Montag, 15. Februar 2010

Der kurze schwarze Blick

Vor Beginn des Films fährt er noch kurz mit der Fingerkuppe über ein Fassbinderbüchlein, fasst sich ins graue, gepflegte Haar und rückt sich anschließend die Brille zurecht. Er ist der perfekte Berlinale-Besucher mit Cord Jacket und ohne aufgeregt wippendes Bein.

Das Licht geht aus.

'L'Indigène D'Eurasie" (nicht ganz falsch, aber doch den Kern des Films verfehlend als "Eastern Drift" übersetzt) nimmt seinen Anfang. Die monotone Erzählstimme aus dem Off, die sich erst wieder am Schluss einschalten wird, und die dröge aneinander klatschenden Wellen sind tongebend: "Vielleicht gibt es diese Geschichte", scheint uns ein behäbig dahin gleitendes Schiff zu sagen, "aber ich könnte auch eine andere erzählen."

Die Figuren nämlich, die sich immer nur kurz in einem anderen nackten Körper vergraben, und dann wieder fliehen, gen Westen, gen Osten, den Geliebten nach - doch allesamt in die Dunkelheit, sie sind nur Symbolträger einer Gesellschaft, in der die Anhaltspunkte und Sicherheiten abhanden gekommen sind.
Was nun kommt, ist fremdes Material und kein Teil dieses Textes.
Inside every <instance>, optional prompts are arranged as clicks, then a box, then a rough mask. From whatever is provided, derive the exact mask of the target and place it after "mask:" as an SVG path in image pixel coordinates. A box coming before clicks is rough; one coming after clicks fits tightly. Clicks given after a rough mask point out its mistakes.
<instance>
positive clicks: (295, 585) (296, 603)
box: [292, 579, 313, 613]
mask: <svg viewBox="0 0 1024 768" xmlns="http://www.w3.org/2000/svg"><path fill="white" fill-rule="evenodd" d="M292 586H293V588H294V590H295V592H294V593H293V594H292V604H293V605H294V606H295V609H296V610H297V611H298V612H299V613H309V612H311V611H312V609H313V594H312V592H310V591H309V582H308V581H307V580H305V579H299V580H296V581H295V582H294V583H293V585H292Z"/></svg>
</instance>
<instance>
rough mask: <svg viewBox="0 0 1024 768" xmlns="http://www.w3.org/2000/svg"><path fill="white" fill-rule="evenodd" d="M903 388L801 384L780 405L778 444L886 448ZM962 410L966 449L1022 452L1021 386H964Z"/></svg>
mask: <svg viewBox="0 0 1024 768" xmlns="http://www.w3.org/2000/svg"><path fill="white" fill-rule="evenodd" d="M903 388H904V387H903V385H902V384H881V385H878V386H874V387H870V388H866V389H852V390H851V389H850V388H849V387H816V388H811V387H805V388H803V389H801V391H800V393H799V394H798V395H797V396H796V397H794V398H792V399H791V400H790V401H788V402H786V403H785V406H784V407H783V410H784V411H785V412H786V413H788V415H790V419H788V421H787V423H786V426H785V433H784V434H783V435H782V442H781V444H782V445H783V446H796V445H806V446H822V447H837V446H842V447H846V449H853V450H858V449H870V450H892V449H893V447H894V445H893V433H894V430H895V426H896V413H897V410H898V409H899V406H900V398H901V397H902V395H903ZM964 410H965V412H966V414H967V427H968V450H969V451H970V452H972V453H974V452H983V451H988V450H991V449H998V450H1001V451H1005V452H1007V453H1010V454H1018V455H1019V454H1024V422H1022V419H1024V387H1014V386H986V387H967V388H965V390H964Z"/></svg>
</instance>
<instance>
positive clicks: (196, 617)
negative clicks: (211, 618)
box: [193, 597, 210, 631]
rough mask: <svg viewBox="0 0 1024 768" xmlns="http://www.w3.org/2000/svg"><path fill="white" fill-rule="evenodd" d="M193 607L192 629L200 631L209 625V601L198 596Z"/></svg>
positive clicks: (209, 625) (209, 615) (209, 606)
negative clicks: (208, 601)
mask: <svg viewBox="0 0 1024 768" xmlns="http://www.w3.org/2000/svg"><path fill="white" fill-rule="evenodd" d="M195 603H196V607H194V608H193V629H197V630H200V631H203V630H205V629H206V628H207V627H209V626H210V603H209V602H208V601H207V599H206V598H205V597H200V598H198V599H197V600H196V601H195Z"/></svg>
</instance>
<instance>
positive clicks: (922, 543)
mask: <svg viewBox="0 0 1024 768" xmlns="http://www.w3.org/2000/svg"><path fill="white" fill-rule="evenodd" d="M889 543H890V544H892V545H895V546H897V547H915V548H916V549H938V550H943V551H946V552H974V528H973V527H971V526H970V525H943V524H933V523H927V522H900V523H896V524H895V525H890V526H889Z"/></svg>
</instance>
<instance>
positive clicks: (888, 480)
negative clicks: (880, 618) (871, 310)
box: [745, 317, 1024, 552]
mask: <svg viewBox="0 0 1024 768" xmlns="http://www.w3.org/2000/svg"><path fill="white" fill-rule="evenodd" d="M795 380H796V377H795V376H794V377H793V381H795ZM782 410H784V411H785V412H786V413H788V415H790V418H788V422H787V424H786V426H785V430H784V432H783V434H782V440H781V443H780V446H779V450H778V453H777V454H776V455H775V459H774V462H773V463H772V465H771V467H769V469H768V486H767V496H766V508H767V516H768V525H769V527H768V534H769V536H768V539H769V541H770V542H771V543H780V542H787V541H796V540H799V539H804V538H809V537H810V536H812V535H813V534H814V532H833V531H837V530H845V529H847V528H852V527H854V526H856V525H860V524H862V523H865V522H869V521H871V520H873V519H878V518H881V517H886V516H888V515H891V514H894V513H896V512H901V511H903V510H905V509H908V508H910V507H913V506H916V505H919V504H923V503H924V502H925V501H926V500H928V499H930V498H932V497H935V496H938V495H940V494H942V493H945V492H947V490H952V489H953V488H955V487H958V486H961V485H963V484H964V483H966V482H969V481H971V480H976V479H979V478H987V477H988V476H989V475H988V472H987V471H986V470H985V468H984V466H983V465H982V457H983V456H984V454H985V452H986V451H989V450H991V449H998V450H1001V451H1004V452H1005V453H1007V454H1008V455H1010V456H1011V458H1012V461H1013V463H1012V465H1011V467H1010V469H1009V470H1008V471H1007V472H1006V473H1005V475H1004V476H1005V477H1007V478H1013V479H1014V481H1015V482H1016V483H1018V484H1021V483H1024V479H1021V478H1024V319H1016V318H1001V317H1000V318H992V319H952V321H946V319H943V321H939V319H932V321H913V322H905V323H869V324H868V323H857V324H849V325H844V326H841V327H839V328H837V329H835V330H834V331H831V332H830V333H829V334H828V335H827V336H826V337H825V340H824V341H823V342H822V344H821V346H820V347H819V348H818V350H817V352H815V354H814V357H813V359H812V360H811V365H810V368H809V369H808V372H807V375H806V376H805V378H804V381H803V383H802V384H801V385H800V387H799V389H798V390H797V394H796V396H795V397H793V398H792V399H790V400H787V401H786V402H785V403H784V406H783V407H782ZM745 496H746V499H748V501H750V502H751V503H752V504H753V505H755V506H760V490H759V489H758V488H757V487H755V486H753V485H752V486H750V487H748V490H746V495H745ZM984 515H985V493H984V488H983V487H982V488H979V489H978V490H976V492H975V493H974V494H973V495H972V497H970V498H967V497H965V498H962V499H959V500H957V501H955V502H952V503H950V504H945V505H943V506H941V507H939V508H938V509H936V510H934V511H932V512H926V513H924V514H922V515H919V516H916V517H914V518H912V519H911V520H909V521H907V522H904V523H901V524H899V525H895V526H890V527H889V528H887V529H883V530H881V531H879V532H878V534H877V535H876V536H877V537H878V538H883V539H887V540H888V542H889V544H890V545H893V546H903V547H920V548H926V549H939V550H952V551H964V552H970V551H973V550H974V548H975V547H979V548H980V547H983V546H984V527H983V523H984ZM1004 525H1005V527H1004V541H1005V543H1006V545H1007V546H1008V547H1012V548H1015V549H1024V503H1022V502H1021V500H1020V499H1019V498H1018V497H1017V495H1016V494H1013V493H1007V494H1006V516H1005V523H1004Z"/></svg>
Deswegen verzichtet der Regisseur Sharunas Bartas auf eine genaue Handlungsführung, verlässt sich auf kurze Momentaufnahmen und schafft so ein Mosaik der Heimatlosigkeit, dem alle zu entkommen versuchen. Paris, Litauen und Moskau sind die Schauplätze dieser Fluchtversuche, die schon vorab zum Scheitern verurteilt zu sein scheinen. Zu schwermütig ist Gena, der Drogendealer, der nur noch einen letzten Deal plant; zu illoyal seine Partner; zu verzweifelt seine beiden schönen Freundinnen. Und so wird der Wunsch nach einem anderen, besseren Leben unausweichlich zum blutigen, aussichtslosen Alptraum; eine Spirale aus schlechten Entscheidungen, die der Antiheld des Films so emotionslos und resigniert hinnimmt wie dann am Schluss sein eigenes Ende.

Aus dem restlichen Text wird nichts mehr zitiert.